House Republicans — Their big win was blocking major income tax reforms. That's hardly a win when you consider that repealing the voter-approved Stelly Plan is what started Louisiana's descent into fiscal Hades. Equally important, for all their anti-tax, pro-cuts rhetoric, they put forth no real alternative. The shoddy House-passed budget reduction bill was gutted in the Senate, as it should have been. Worst of all, crafty Senate President John Alario now knows he cannot trust the House leaders, and that augurs ill for future House game plans — if they ever come up with one. Instead of developing a game plan, they mostly just played political games.
Louisiana's poorest citizens — They're going to pay higher sales taxes, and they won't get an offset because lawmakers refused to increase the Earned Income Tax Credit. That, plus looming cuts to higher ed and health care, will disproportionately affect them.
Universities and college students — The failure to cover all of this year's budget gap — and up to $800 million in next year's budget — means higher education will once again face potential cuts to the state's TOPS college scholarship program. This will be a pressure point in the regular and next special sessions.
Safety net hospitals and their patients — Louisiana's safety net hospitals may have been privatized under former Gov. Bobby Jindal, but without adequate public funding some of the private operators are threatening to pull out of their state contracts. This is where the biggest cuts could hit.
Smokers and drinkers — The tax hikes on tobacco, beer, wine and booze will hit them April 1. One veteran observer quipped, "My advice: Go buy as much wine and beer as you can right now. You'll need it to get through the next session."

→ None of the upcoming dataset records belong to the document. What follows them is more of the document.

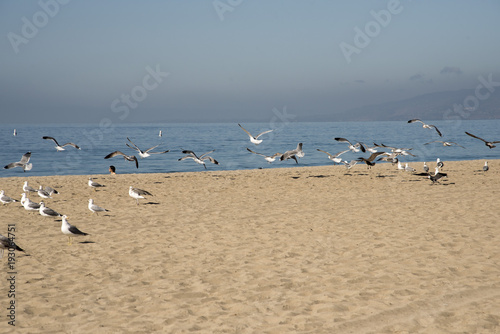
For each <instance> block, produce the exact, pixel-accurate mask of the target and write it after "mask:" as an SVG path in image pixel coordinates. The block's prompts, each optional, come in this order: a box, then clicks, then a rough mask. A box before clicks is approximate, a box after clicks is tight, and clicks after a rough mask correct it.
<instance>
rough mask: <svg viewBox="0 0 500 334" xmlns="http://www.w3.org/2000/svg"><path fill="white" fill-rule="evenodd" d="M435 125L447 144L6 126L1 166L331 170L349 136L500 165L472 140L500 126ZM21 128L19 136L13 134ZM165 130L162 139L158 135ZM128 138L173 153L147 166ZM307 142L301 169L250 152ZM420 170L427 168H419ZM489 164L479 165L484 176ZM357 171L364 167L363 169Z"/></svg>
mask: <svg viewBox="0 0 500 334" xmlns="http://www.w3.org/2000/svg"><path fill="white" fill-rule="evenodd" d="M429 123H431V124H434V125H436V126H437V127H438V128H439V129H440V130H441V132H442V133H443V137H442V138H441V137H439V136H438V135H437V133H436V132H435V131H434V130H431V129H424V128H422V125H421V124H420V123H413V124H408V123H407V122H406V121H390V122H331V123H328V122H324V123H319V122H308V123H303V122H289V123H279V122H272V123H245V124H242V125H243V126H244V127H245V128H246V129H247V130H248V131H250V132H251V133H252V134H254V135H257V134H258V133H260V132H262V131H264V130H268V129H274V131H273V132H271V133H269V134H266V135H263V136H262V137H261V139H263V142H262V143H261V144H260V145H254V144H252V143H250V141H249V138H248V135H247V134H246V133H245V132H243V131H242V130H241V129H240V128H239V127H238V124H236V123H217V124H175V123H174V124H134V125H130V124H118V125H113V126H112V127H110V128H100V127H99V126H98V125H89V124H86V125H79V124H65V125H61V124H58V125H18V124H7V125H5V124H4V125H1V126H0V131H1V136H0V162H1V164H2V166H5V165H7V164H8V163H11V162H14V161H19V159H20V158H21V156H22V155H23V154H24V153H26V152H28V151H30V152H32V155H31V161H30V162H31V163H33V169H32V170H30V171H27V172H23V170H22V169H21V168H14V169H10V170H5V169H2V170H1V171H0V173H1V175H0V176H1V177H11V176H49V175H93V174H106V173H108V168H109V166H110V165H114V166H115V167H116V169H117V172H118V173H173V172H193V171H204V170H205V168H203V166H202V165H199V164H196V163H195V162H194V161H192V160H191V159H189V160H184V161H178V159H179V158H181V157H183V156H184V154H182V152H181V151H182V150H192V151H194V152H196V153H197V154H198V155H201V154H203V153H205V152H207V151H211V150H214V149H215V152H213V153H211V154H210V155H211V156H212V157H213V158H215V159H216V160H218V161H219V162H220V165H218V166H217V165H214V164H211V163H209V162H207V170H210V171H220V170H237V169H256V168H279V167H295V166H298V167H301V166H324V165H332V164H333V163H332V162H331V161H330V160H328V158H327V156H326V154H324V153H322V152H318V151H317V150H316V149H322V150H324V151H327V152H330V153H332V154H333V153H337V152H340V151H342V150H345V149H346V148H347V145H346V144H344V143H339V142H336V141H335V140H333V138H334V137H344V138H347V139H349V140H351V141H362V142H364V143H365V144H366V145H368V146H371V145H372V144H373V142H375V143H377V144H381V143H383V144H385V145H388V146H396V147H405V148H413V150H412V151H411V152H412V153H413V154H415V155H416V157H411V156H407V157H402V158H401V161H402V162H408V163H412V162H417V161H428V162H433V161H435V160H436V158H438V157H439V158H440V159H441V160H442V161H447V160H476V159H480V160H489V159H498V158H500V146H499V147H498V148H494V149H488V148H487V147H486V146H485V145H484V143H483V142H481V141H479V140H477V139H474V138H471V137H469V136H467V135H466V134H465V133H464V132H465V131H468V132H471V133H473V134H475V135H478V136H479V137H482V138H485V139H487V140H491V141H493V140H500V131H499V129H500V120H473V121H472V120H455V121H431V122H429ZM14 129H16V130H17V136H14V135H13V131H14ZM160 130H162V132H163V135H162V137H159V136H158V133H159V131H160ZM42 136H52V137H55V138H56V139H57V140H58V141H59V143H60V144H64V143H66V142H74V143H76V144H77V145H79V146H81V148H82V149H81V150H76V149H74V148H73V147H70V146H67V148H66V150H65V151H62V152H57V151H56V149H55V148H54V146H55V145H54V143H53V142H52V141H49V140H43V139H42ZM127 137H129V138H130V139H131V140H132V141H133V142H134V143H135V144H136V145H138V146H139V147H140V148H141V149H143V150H145V149H147V148H149V147H151V146H154V145H157V144H160V146H158V147H157V148H156V149H155V150H154V151H163V150H167V149H168V150H170V152H168V153H166V154H159V155H152V156H151V157H148V158H145V159H140V158H139V157H138V156H137V154H136V153H137V152H135V151H133V150H132V149H130V148H128V147H127V146H126V145H125V144H126V143H127V142H128V141H127ZM433 140H446V141H452V142H457V143H458V144H460V145H462V146H464V147H465V149H463V148H461V147H458V146H452V147H444V146H443V145H442V144H440V143H433V144H430V145H423V144H424V143H427V142H430V141H433ZM299 142H302V143H303V150H304V152H305V156H304V157H303V158H301V159H299V164H296V163H295V162H294V161H293V160H289V161H275V162H274V163H272V164H269V163H267V162H266V161H265V160H264V158H263V157H261V156H257V155H255V154H252V153H250V152H248V151H247V150H246V148H247V147H248V148H250V149H252V150H254V151H256V152H259V153H264V154H267V155H272V154H273V153H276V152H280V153H283V152H285V151H286V150H291V149H294V148H295V147H296V146H297V143H299ZM116 150H119V151H122V152H123V153H125V154H130V155H133V154H135V155H136V156H137V157H138V159H139V169H136V168H135V165H134V163H133V162H128V161H125V160H124V159H123V158H121V157H114V158H112V159H109V160H105V159H104V157H105V156H106V155H107V154H108V153H111V152H113V151H116ZM362 156H363V157H368V156H369V153H368V152H367V153H364V154H363V153H361V152H359V153H352V152H348V153H346V154H344V155H343V156H342V158H343V159H344V160H348V161H350V160H352V159H357V158H359V157H362ZM413 166H414V167H416V168H417V169H420V167H421V166H420V164H416V163H414V165H413ZM481 166H482V165H478V169H480V167H481ZM355 168H365V166H364V165H361V166H356V167H355Z"/></svg>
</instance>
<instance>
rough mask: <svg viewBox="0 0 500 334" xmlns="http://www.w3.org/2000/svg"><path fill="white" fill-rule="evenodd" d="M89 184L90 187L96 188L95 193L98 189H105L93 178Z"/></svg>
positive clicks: (90, 179)
mask: <svg viewBox="0 0 500 334" xmlns="http://www.w3.org/2000/svg"><path fill="white" fill-rule="evenodd" d="M88 184H89V187H92V188H94V191H96V190H97V189H96V188H100V187H105V186H104V185H102V184H100V183H97V182H95V181H94V180H92V178H91V177H89V182H88Z"/></svg>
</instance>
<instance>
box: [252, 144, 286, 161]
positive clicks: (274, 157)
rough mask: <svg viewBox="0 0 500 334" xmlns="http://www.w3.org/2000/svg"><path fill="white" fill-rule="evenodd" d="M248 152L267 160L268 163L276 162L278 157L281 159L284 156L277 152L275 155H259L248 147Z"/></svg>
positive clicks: (280, 153)
mask: <svg viewBox="0 0 500 334" xmlns="http://www.w3.org/2000/svg"><path fill="white" fill-rule="evenodd" d="M247 151H248V152H251V153H253V154H257V155H261V156H263V157H264V159H266V161H267V162H269V163H271V162H274V160H276V158H277V157H281V156H282V155H283V154H281V153H279V152H276V153H274V154H273V155H265V154H262V153H257V152H255V151H252V150H251V149H249V148H248V147H247Z"/></svg>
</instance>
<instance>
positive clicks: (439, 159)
mask: <svg viewBox="0 0 500 334" xmlns="http://www.w3.org/2000/svg"><path fill="white" fill-rule="evenodd" d="M436 166H437V167H438V168H439V169H441V168H443V167H444V163H443V162H442V161H441V159H439V158H437V159H436Z"/></svg>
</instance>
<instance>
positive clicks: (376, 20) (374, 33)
mask: <svg viewBox="0 0 500 334" xmlns="http://www.w3.org/2000/svg"><path fill="white" fill-rule="evenodd" d="M402 11H403V6H402V5H401V3H400V1H399V0H389V2H388V3H387V9H381V10H379V11H375V10H371V11H370V15H371V16H372V17H373V19H374V20H372V21H368V22H367V23H366V24H365V26H364V29H363V30H362V29H361V28H359V27H358V26H355V27H354V33H355V34H354V39H353V44H354V45H351V44H349V43H346V42H341V43H340V44H339V47H340V51H342V54H343V55H344V58H345V60H346V61H347V63H348V64H350V63H351V62H352V56H353V55H354V54H360V53H361V50H363V49H364V48H366V47H367V46H368V45H370V43H371V42H372V40H373V39H374V38H376V37H377V36H378V35H380V32H381V31H382V28H386V27H387V26H388V25H389V24H390V23H391V21H392V17H393V16H394V15H398V14H400V13H401V12H402Z"/></svg>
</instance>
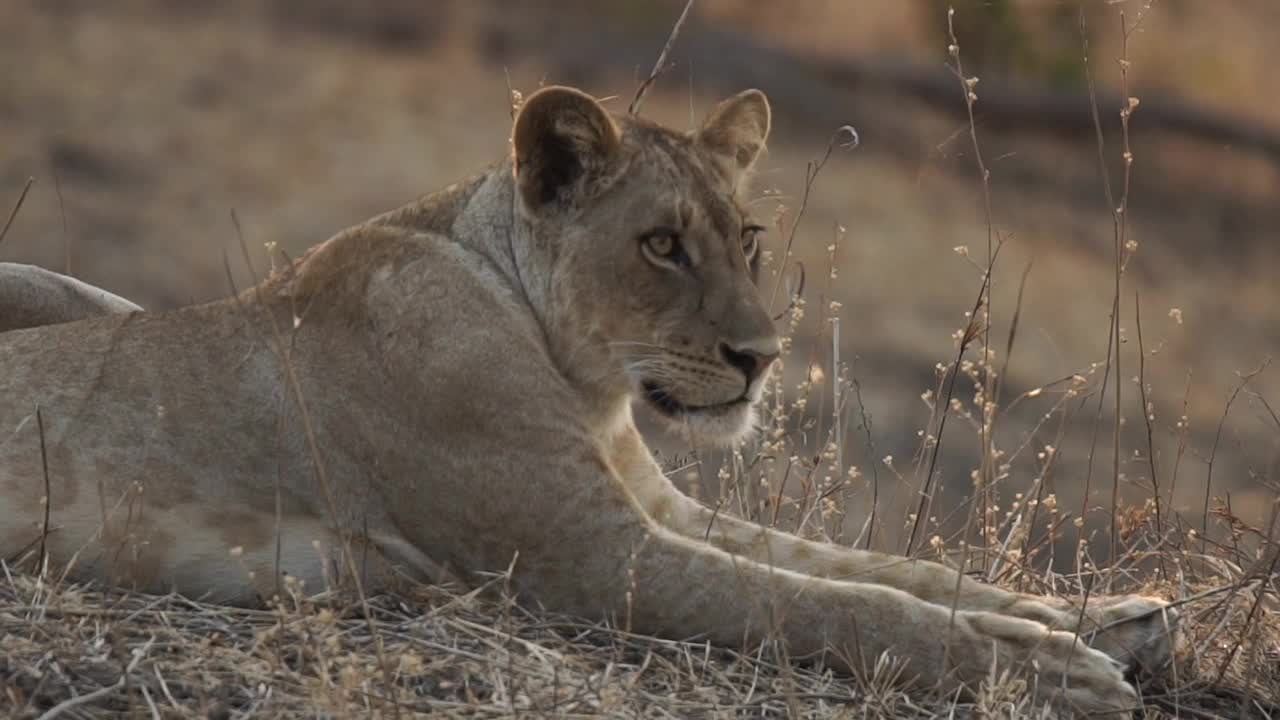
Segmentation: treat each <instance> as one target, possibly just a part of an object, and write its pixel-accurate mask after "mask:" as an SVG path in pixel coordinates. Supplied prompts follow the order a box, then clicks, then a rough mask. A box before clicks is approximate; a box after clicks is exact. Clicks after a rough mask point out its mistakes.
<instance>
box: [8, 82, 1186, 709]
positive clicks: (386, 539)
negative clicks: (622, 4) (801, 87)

Treasurer John Kennedy — Sure, he got lots of publicity for his "Louisiana has a spending problem" meme, but from Day One he failed to back up his claim. He also alienated many lawmakers by convincing a large segment of the public that Louisiana could solve this problem by cuts alone. Like his fellow "no tax" Republicans in the House, he put forth no specific plan. Talk is cheap. Being wrong is costly.
Tourism — The increased sales tax will give New Orleans one of the nation's highest hotel-motel taxes. Tourists also will pay more when they stay in short-term rentals (like Airbnb) and when they rent cars.
Internet shoppers — The days of tax-free shopping online are about to end as lawmakers passed legislation requiring certain vendors who sell on the Internet to collect and remit sales taxes.
If all that isn't enough bad news, consider this: Lawmakers are back in session this week for the regular annual session, and chances are they'll have to go into another special session in June.